Saturday, August 22, 2009

Tips to Revamp your Fat Burning Exercises

fat burning exercises
Some easy changes to your boring routine of fat burning exercises can radically enhance your fitness and help you to burn more fat.

Here are several ideas to add excitement to your regular training regime and keep you looking forward to exercising.

1. Do something different

It is vital to keep your body constantly challenged if you want to lose fat, increase your fitness levels, or gain extra muscle strength. It is fairly easy to accomplish any or all of these without having to change your regime a lot.

If you walk or run regularly, try adding some extra hills. Alternatively, if you use cardio equipment at the gym or at home such as a Treadmill, increase the incline or the speed.

For resistance training, you can experiment with lifting more weight, otherwise you can increase the amount of sets or reps you would normally do.

2. Add supersets to your weight training

Bringing supersets to your weight training routine will not only enhance your muscle mass, it is tremendous for adding some extra muscle definition. Supersets are also recommended if you're in a hurry, due to no resting time between each exercise, making your training quicker to complete.

A superset means to complete a set of one type of exercise, then do another set of another exercise straight away. There are three main forms for you to pick from:

a. Identical muscle group superset - uses the same muscle group in each superset. The primary one being a compound movement. A compound movement is when more than one joint is used. The following exercise in the superset then focuses on an isolated movement, which is when only one joint is employed to work the muscle. An example of a same muscle group superset for your quadriceps would be leg squats for one set, immediately followed by leg extensions for one set.
b. Different muscle group superset - uses totally different groups of muscles for a superset. Such as performing one set of walking lunges using dumbbells, followed by a set of upright rows using a barbell.
c. Antagonist/Agonist superset - uses opposing muscle groups for example, biceps followed by triceps (one set of hammer curls and one set of triceps kick backs).

3. Keep it simple

Oftentimes with exercise and resistance training, you may feel a bit inundated with all of the technical lingo you need to think about - reps, sets, maximum heart rate, and so on. Why not forget all of that for a change and just go hard at whatever exercise you have planned for the day.

If you're walking select an alternative route than you're used to and just go hard! Don't keep checking your heart rate if you usually do, just persevere with a high intensity until you need a break. After a short break, repeat the same.

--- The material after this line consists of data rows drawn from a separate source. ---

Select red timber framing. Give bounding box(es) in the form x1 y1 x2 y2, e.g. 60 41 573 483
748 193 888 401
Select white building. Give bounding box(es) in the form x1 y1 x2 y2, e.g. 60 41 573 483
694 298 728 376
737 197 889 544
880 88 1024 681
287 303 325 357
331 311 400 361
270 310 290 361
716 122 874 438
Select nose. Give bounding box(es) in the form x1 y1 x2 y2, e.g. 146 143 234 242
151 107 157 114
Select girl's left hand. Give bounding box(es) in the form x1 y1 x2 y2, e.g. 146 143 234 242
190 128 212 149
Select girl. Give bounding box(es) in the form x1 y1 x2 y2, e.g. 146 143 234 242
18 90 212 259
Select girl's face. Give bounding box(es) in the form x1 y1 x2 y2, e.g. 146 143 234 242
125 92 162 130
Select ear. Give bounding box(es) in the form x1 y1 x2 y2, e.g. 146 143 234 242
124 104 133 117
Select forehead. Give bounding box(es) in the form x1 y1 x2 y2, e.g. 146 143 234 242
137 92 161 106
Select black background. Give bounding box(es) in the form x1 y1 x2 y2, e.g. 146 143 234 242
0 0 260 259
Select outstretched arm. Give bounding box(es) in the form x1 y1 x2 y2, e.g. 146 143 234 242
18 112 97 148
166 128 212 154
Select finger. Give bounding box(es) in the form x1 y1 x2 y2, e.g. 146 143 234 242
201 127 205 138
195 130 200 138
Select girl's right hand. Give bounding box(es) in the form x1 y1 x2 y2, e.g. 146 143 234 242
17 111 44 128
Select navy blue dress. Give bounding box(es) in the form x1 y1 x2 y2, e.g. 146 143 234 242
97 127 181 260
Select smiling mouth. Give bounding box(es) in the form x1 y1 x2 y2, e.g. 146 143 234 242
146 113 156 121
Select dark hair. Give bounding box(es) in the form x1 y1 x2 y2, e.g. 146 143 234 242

If you're used to doing interval training, don't time yourself in between intervals, just persist until you need a breather. Have a break until you are ready to do it all again. Continue your intervals in this style.
toning exercises
If you are weight training, don't count your repetitions, instead do as many reps as you can in 60 seconds. Rest for one minute then do the same again, this time adding 5-10 more repetitions.

4. Go shopping!

Why not purchase some new exercise outfits to improve your self-esteem and really look the part when you're out there doing your daily training regime. Even if others aren't aware you'll feel fantastic within yourself, wearing your new exercise gear.

5. Interval exercising

Adding intervals into your routine is an outstanding way to enhance your fat burning exercises. Try including 60 second bursts into any of your cardio workouts such as cycling, jogging, treadmill, elliptical, swimming, or walking. If you usually walk, try sprinting for 60 second bursts.

6. Check out a new class

If you go to a gym that offers a variety of classes, experiment with one you've never been to before, although it may require you to get out of your comfort zone and experiment something different. Some excellent classes to burn fat are boxing, spinning, pump, or step.

7. Pick fun exercises

It's so easy to stop doing your fat burning exercises routine when you feel fed up and lacking all motivation. Choose from some enjoyable activities such as tennis lessons, canoeing, beach volleyball, dancing, or bush walking with friends.

Hopefully these tips will provide you with some new things to consider if you want to mix things up to keep yourself motivated and eager for your next workout.